Having social media accounts for your business or brand means that it’s pretty much inevitable to expect some negative feedback at some point. How you decide to deal with social media disputes is a big part of how your brand is portrayed online.
Our lovely Social Media Manager, Donna Costello, shares her top tips for managing social media complaints.
Respond to complaints quickly and publicly
When someone has gone to the effort of leaving feedback about your product or service, acknowledge them publically. A gracious response to positive comments on your social media is lovely. But dealing with problems openly and honestly will supercharge your brand’s credibility.

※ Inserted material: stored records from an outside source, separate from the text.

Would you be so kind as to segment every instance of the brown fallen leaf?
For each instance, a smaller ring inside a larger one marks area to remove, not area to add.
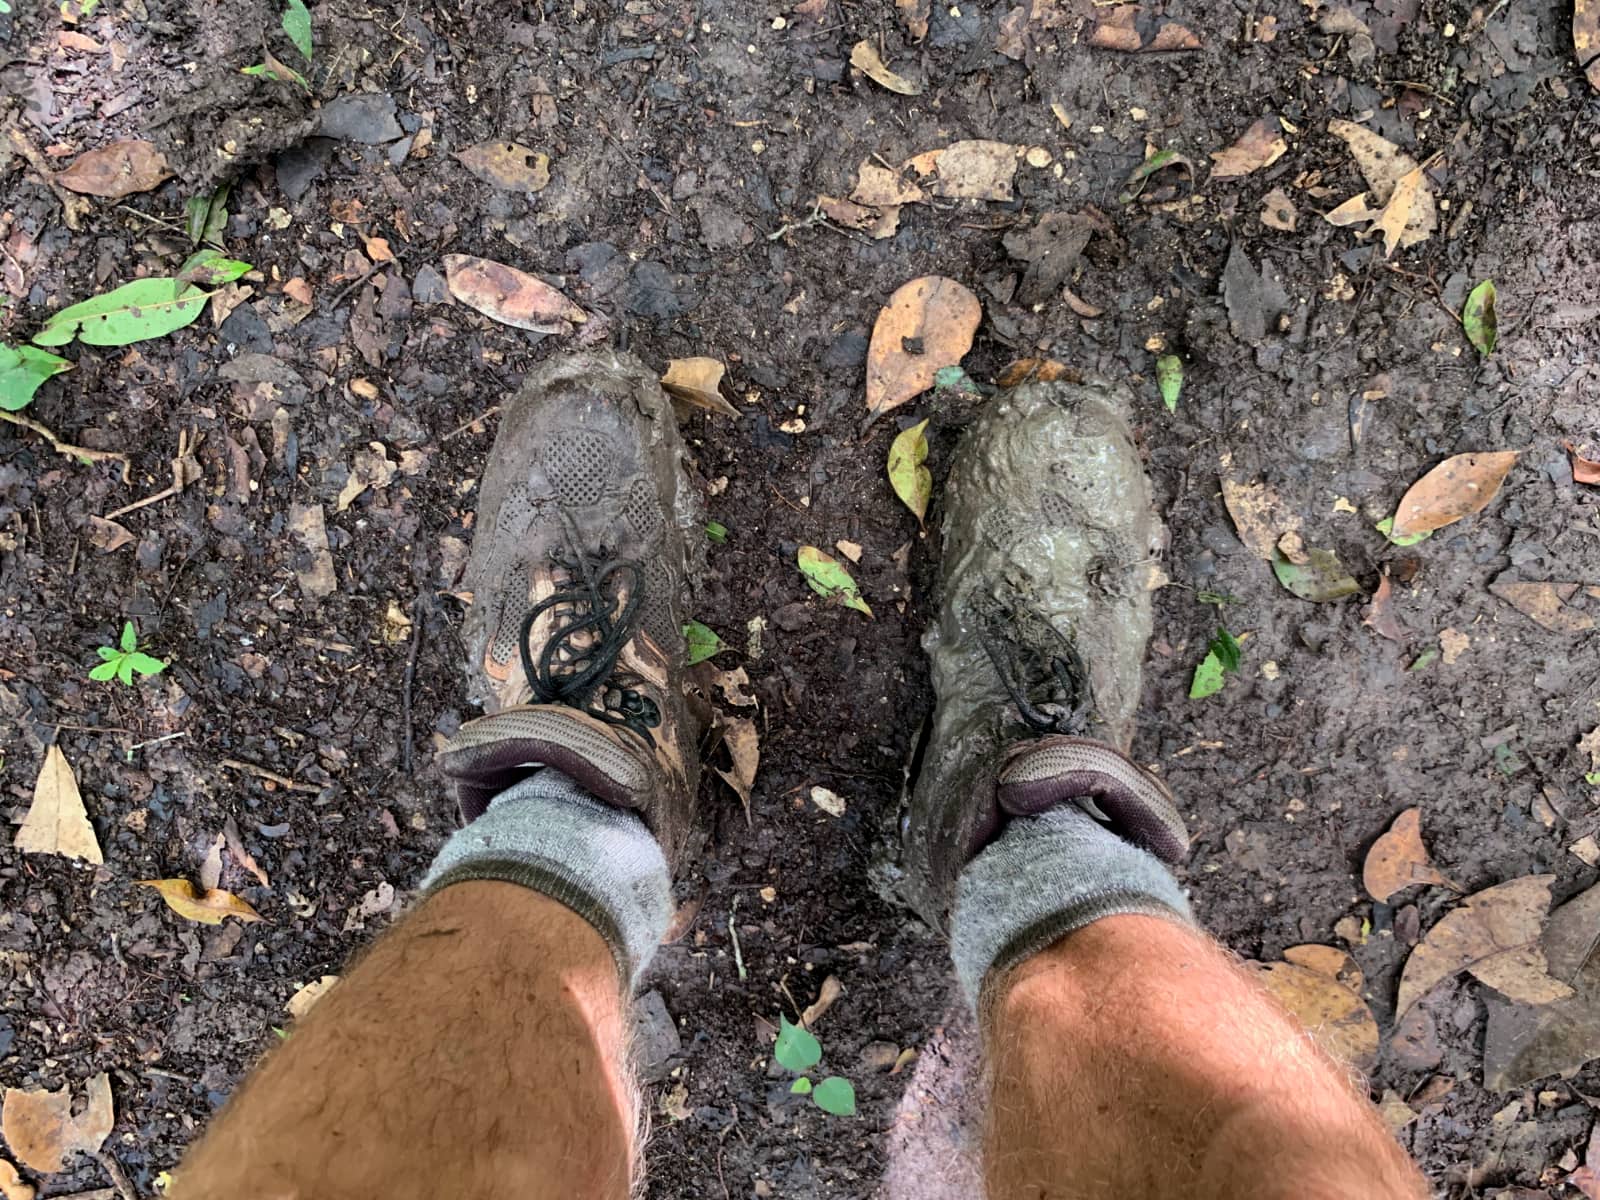
[[[295,1020],[300,1020],[311,1011],[311,1006],[326,996],[329,989],[338,982],[337,975],[324,975],[321,979],[313,979],[289,997],[288,1003],[283,1006],[284,1011]]]
[[[54,1092],[6,1089],[0,1127],[18,1162],[54,1175],[74,1154],[93,1154],[100,1149],[116,1124],[111,1080],[102,1072],[89,1080],[87,1090],[88,1102],[74,1117],[69,1084]]]
[[[99,150],[80,154],[55,181],[85,196],[120,200],[148,192],[172,178],[172,168],[151,142],[112,142]]]
[[[1538,942],[1490,955],[1468,969],[1479,983],[1523,1004],[1551,1004],[1573,994],[1572,988],[1551,976],[1544,948]]]
[[[1385,1088],[1383,1099],[1378,1101],[1378,1118],[1391,1134],[1398,1134],[1417,1119],[1417,1113],[1400,1098],[1398,1092],[1392,1088]]]
[[[901,204],[921,204],[928,195],[899,171],[880,167],[870,158],[856,168],[856,185],[850,199],[869,208],[895,208]]]
[[[1489,591],[1551,633],[1586,633],[1594,628],[1594,618],[1568,603],[1582,586],[1580,583],[1521,583],[1502,578],[1491,583]]]
[[[1019,358],[994,377],[996,387],[1014,388],[1025,383],[1054,383],[1072,375],[1065,363],[1053,358]]]
[[[756,771],[761,766],[761,739],[756,733],[756,723],[749,717],[734,717],[727,721],[722,738],[728,747],[728,757],[733,762],[731,770],[720,767],[717,774],[723,782],[738,793],[744,805],[745,820],[750,819],[750,790],[755,786]]]
[[[1262,117],[1246,129],[1239,140],[1226,150],[1214,150],[1211,168],[1213,179],[1237,179],[1263,167],[1270,167],[1289,151],[1284,140],[1283,126],[1275,116]]]
[[[1261,223],[1268,229],[1281,230],[1284,233],[1293,233],[1300,223],[1300,214],[1295,210],[1294,201],[1289,199],[1289,193],[1282,188],[1273,188],[1261,201]]]
[[[983,319],[978,298],[954,279],[924,275],[902,285],[878,313],[867,348],[867,411],[877,417],[960,365]]]
[[[1379,210],[1372,212],[1369,219],[1377,219],[1393,198],[1400,181],[1417,170],[1419,165],[1417,160],[1388,138],[1381,137],[1353,121],[1329,121],[1328,132],[1350,147],[1356,166],[1360,168],[1362,176],[1372,188],[1373,202],[1379,206]],[[1344,207],[1340,205],[1340,209]],[[1334,223],[1339,224],[1337,221]],[[1411,201],[1398,244],[1414,246],[1429,237],[1438,227],[1439,213],[1433,189],[1425,178],[1419,177],[1416,195]]]
[[[1300,518],[1260,480],[1222,480],[1222,503],[1245,549],[1267,562],[1278,557],[1278,543],[1285,534],[1300,530]]]
[[[241,921],[261,920],[261,914],[247,901],[221,888],[201,892],[187,879],[136,879],[134,883],[155,888],[173,912],[202,925],[221,925],[229,917],[238,917]]]
[[[900,10],[900,19],[906,23],[906,32],[911,34],[912,41],[920,42],[928,36],[928,16],[933,0],[894,0],[894,6]]]
[[[328,549],[328,525],[320,504],[291,504],[289,532],[296,542],[290,566],[300,590],[312,599],[331,596],[339,589],[333,554]]]
[[[1148,42],[1140,36],[1134,22],[1140,16],[1137,4],[1111,10],[1109,16],[1097,21],[1089,32],[1089,45],[1102,50],[1121,50],[1132,54],[1137,51],[1198,50],[1200,39],[1186,25],[1169,21],[1156,30]]]
[[[108,521],[104,517],[89,518],[89,544],[102,554],[110,554],[113,550],[131,546],[137,540],[125,525]]]
[[[1554,879],[1554,875],[1525,875],[1474,893],[1446,913],[1406,959],[1395,999],[1396,1016],[1404,1015],[1450,976],[1537,940]]]
[[[550,183],[550,156],[516,142],[479,142],[457,150],[456,161],[491,187],[539,192]]]
[[[1300,1019],[1333,1059],[1358,1071],[1378,1060],[1378,1022],[1355,992],[1335,979],[1294,963],[1249,963],[1256,978]]]
[[[935,196],[1008,201],[1025,148],[984,139],[951,142],[941,150],[924,151],[906,166],[925,179],[932,176],[929,190]]]
[[[1482,512],[1517,461],[1515,450],[1485,450],[1445,459],[1400,497],[1390,537],[1429,533]]]
[[[0,1196],[5,1200],[33,1200],[36,1194],[33,1185],[23,1183],[17,1169],[0,1158]]]
[[[94,826],[89,824],[89,814],[84,810],[78,781],[60,746],[51,746],[44,752],[44,762],[33,785],[33,803],[12,845],[25,854],[59,854],[96,866],[105,862]]]
[[[309,305],[312,301],[311,284],[301,275],[296,275],[283,285],[283,294],[296,304]]]
[[[822,981],[822,986],[817,989],[815,1004],[808,1004],[806,1010],[800,1014],[800,1025],[803,1029],[810,1029],[822,1017],[822,1014],[833,1007],[833,1003],[844,995],[844,985],[832,975]]]
[[[239,823],[232,816],[222,823],[222,836],[228,843],[228,853],[233,855],[234,861],[254,875],[262,887],[271,887],[272,880],[267,878],[267,873],[261,869],[261,864],[244,848],[244,841],[239,837]]]
[[[850,48],[850,65],[879,87],[888,88],[902,96],[922,95],[922,85],[891,71],[879,57],[877,49],[865,38]]]
[[[893,237],[895,230],[900,228],[898,206],[872,208],[857,204],[854,200],[841,200],[837,196],[818,196],[817,207],[834,224],[843,225],[846,229],[859,229],[874,239]]]
[[[1597,3],[1597,7],[1600,7],[1600,3]],[[1600,483],[1600,460],[1585,458],[1578,450],[1578,447],[1571,442],[1562,442],[1561,444],[1567,448],[1567,453],[1572,456],[1573,482]]]
[[[1394,252],[1400,248],[1405,231],[1411,227],[1412,214],[1421,194],[1422,168],[1415,167],[1400,177],[1400,182],[1394,185],[1394,194],[1389,197],[1389,203],[1383,206],[1378,219],[1372,223],[1372,228],[1383,235],[1385,258],[1393,258]]]
[[[1600,92],[1600,0],[1573,0],[1572,49],[1589,86]]]
[[[570,334],[588,314],[542,279],[470,254],[444,256],[450,294],[492,321],[534,333]]]
[[[716,358],[675,358],[667,364],[661,386],[674,400],[725,417],[737,417],[739,410],[722,396],[722,376],[726,370]]]
[[[1378,590],[1372,593],[1372,603],[1361,612],[1361,623],[1380,637],[1402,645],[1405,643],[1406,631],[1394,615],[1394,585],[1389,582],[1389,572],[1385,571],[1379,578]]]
[[[1337,946],[1322,946],[1315,942],[1290,946],[1283,952],[1283,960],[1315,971],[1318,975],[1326,975],[1358,995],[1367,983],[1361,968],[1356,966],[1356,960]]]
[[[1380,904],[1398,891],[1417,884],[1454,888],[1428,856],[1422,844],[1422,810],[1408,808],[1394,819],[1389,831],[1372,843],[1361,867],[1361,883]]]
[[[370,442],[351,456],[350,474],[339,489],[335,512],[349,508],[369,488],[386,488],[394,481],[395,464],[382,442]]]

Only ever offer to discuss problems privately, don’t insist on it, but do avoid using your customers’ personal or identifying details. Being flexible about keeping things out in the open means the person posting feels heard, and shows the audience what your brand is like to do business with.
Offering solutions to social media complaints
A generic ‘sorry’ usually won’t cut it, whereas finding a specific way to solve the specific is at least a good starting point. Brace yourself, though. The solution you offer to the irate social media user, might not be good enough.
When trying to salvage a poor customer experience, always go for the ‘with bells on’ approach. It means acknowledging the complaint, empathising deeply, offer the solution, and something else by way of apology. In real terms: I hear you, I’m sorry for you, we’ll send you another one now, and we’ll refund 10%, too.
Saying sorry doesn’t mean accepting blame
The highly visible nature of social media means that some businesses blunder into trouble with their apologies. Always offer a heartfelt and sincere apology when the business is to blame, but be more careful with wording if it’s out of your control.
For example, you can still promise to take action, and offer something for the inconvenience, but don’t burden your brand with responsibility for the weather!
How to handle internet trolls as a business
The way that your brand interacts with trolls does require some delicacy. The open nature of the internet means that sometimes it’s not clear who has a legitimate concern, and who’s just looking to cause trouble.
As a general rule, don’t feed the trolls. If you can see that person leaves abusive feedback but has never previously dealt with your business, then point that out. Remember, be polite! Anything else discredits you, and encourages them to keep on at you. If a post looks like spam, such as a link to a dodgy site, then delete it.
Be calm, flexible, and kind on social media
The tone of voice that a business uses to talk to its customers is part of its brand. In the age of digital communications, making sure that the tone is interpreted correctly is even more important. These days we often have to manage without the physical tone, or cues from body language, to help us process information.
Always be polite, and never overlook an opportunity to do so.
There’s a big difference between:
“Yep, sending another one today”
“I’m so sorry to hear that happened to you. We will send another unit out to you today with a first class courier, and refund 10% immediately. If you need anything at all, just let me know and I’ll do all I can to help.”